Microarray analysis of the in vivo sequence preferences of a minor groove binding drug

Todd T Eckdahl¹^,4 , Adam D Brown¹ , Steven N Hart¹ , Kelly J Malloy¹ , Martha Shott² , Gloria Yiu³ , Laura L Mays Hoopes³^,4 and Laurie J Heyer²^,4

¹Biology Department, Missouri Western State University, Saint Joseph, MO, 64507, USA

²Mathematics Department, Davidson College, Davidson, NC, 28035, USA

³Biology Department, Pomona College, Claremont, CA, 91711, USA

⁴Genome Consortium for Active Teaching, Davidson College, Davidson, NC, 28035, USA

author email corresponding author email

BMC Genomics 2008, 9:32doi:10.1186/1471-2164-9-32


Published:	23 January 2008

Abstract

Background

Minor groove binding drugs (MGBDs) interact with DNA in a sequence-specific manner and can cause changes in gene expression at the level of transcription. They serve as valuable models for protein interactions with DNA and form an important class of antitumor, antiviral, antitrypanosomal and antibacterial drugs. There is a need to extend knowledge of the sequence requirements for MGBDs from in vitro DNA binding studies to living cells.

Results

Here we describe the use of microarray analysis to discover yeast genes that are affected by treatment with the MGBD berenil, thereby allowing the investigation of its sequence requirements for binding in vivo.
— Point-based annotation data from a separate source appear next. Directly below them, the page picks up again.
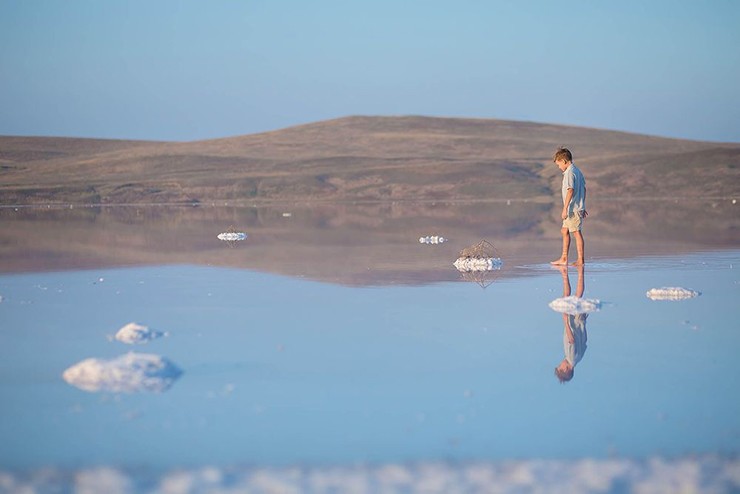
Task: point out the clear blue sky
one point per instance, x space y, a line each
186 70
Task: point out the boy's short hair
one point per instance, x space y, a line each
562 154
564 376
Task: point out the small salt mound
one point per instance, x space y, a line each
470 264
135 334
575 305
671 293
232 236
433 239
129 373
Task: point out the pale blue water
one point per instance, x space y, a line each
280 371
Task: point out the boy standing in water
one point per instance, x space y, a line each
574 206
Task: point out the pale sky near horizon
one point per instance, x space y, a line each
188 70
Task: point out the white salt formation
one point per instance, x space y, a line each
135 334
129 373
671 293
232 236
472 264
432 240
575 305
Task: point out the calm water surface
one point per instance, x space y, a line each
331 338
280 370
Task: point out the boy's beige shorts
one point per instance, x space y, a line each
573 222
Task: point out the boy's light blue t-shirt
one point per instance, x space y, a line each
573 179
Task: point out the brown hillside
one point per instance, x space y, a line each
364 158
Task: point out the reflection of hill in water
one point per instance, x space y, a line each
364 158
354 244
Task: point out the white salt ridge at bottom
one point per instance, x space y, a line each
129 373
671 293
470 264
575 305
136 334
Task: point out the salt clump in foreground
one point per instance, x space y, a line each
129 373
671 293
471 264
136 334
434 239
575 305
232 236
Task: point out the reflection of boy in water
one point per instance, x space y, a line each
574 331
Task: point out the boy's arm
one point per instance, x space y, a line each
566 203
A novel approach to sequence analysis allowed us to address hypotheses about genes that were directly or indirectly affected by drug binding. The results show that the sequence features of A/T richness and heteropolymeric character discovered by in vitro berenil binding studies are found upstream of genes hypothesized to be directly affected by berenil but not upstream of those hypothesized to be indirectly affected or those shown to be unaffected.

Conclusion

The data support the conclusion that effects of berenil on gene expression in yeast cells can be explained by sequence patterns discovered by in vitro binding experiments. The results shed light on the sequence and structural rules by which berenil binds to DNA and affects the transcriptional regulation of genes and contribute generally to the development of MGBDs as tools for basic and applied research.